Goldberg J, Huang H B, Kwon Y G, Greengard P, Nairn A C, Kuriyan J
Howard Hughes Medical Institute, Rockefeller University, New York, New York 10021, USA.
Nature. 1995 Aug 31;376(6543):745-53. doi: 10.1038/376745a0.
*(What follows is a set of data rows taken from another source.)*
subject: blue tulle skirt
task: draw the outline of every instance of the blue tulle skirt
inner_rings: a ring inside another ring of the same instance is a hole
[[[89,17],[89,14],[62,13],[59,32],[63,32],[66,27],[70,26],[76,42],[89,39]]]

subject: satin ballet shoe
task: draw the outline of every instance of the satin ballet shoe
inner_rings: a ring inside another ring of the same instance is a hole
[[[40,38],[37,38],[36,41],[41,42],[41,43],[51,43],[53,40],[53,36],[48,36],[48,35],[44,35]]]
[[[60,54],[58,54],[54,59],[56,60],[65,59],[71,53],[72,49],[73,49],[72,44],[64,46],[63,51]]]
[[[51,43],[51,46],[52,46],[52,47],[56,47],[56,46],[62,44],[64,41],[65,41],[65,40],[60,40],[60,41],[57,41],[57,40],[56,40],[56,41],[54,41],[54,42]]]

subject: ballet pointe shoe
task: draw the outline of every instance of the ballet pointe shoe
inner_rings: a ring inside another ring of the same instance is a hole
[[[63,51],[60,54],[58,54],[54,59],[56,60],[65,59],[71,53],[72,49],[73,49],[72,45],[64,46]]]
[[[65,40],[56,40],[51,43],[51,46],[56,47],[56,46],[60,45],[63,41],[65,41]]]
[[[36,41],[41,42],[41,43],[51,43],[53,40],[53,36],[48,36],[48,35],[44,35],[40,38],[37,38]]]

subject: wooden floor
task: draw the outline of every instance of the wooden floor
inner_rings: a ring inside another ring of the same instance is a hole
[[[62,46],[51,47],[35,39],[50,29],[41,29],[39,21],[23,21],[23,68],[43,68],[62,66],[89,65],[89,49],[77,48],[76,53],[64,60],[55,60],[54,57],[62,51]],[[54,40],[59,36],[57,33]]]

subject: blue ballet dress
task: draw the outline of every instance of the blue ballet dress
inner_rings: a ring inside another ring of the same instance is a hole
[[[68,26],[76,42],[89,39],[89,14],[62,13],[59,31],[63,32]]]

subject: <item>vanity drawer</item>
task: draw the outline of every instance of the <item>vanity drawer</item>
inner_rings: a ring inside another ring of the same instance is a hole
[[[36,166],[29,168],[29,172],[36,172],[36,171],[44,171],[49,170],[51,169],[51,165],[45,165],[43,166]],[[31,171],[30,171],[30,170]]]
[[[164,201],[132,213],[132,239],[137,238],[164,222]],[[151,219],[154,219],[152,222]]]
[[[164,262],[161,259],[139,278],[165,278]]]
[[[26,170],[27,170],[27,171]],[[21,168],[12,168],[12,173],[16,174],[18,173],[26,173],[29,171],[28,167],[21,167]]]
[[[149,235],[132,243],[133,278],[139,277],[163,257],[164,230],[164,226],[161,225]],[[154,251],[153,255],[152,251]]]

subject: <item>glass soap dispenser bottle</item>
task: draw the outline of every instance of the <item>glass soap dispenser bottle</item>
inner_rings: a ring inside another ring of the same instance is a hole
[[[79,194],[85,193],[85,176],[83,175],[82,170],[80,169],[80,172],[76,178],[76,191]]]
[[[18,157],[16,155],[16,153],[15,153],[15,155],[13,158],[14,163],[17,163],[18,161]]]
The crystal structure of mammalian protein phosphatase-1, complexed with the toxin microcystin and determined at 2.1 A resolution, reveals that it is a metalloenzyme unrelated in architecture to the tyrosine phosphatases. Two metal ions are positioned by a central beta-alpha-beta-alpha-beta scaffold at the active site, from which emanate three surface grooves that are potential binding sites for substrates and inhibitors. The carboxy terminus is positioned at the end of one of the grooves such that regulatory sequences following the domain might modulate function. The fold of the catalytic domain is expected to be closely preserved in protein phosphatases 2A and 2B (calcineurin).
与毒素微囊藻毒素复合并以2.1埃分辨率测定的哺乳动物蛋白磷酸酶-1的晶体结构表明,它是一种金属酶,其结构与酪氨酸磷酸酶无关。两个金属离子由位于活性位点的中央β-α-β-α-β支架定位,从该支架发出三个表面凹槽,这些凹槽是底物和抑制剂的潜在结合位点。羧基末端位于其中一个凹槽的末端,使得该结构域之后的调节序列可能调节功能。催化结构域的折叠预计在蛋白磷酸酶2A和2B(钙调神经磷酸酶)中得到紧密保留。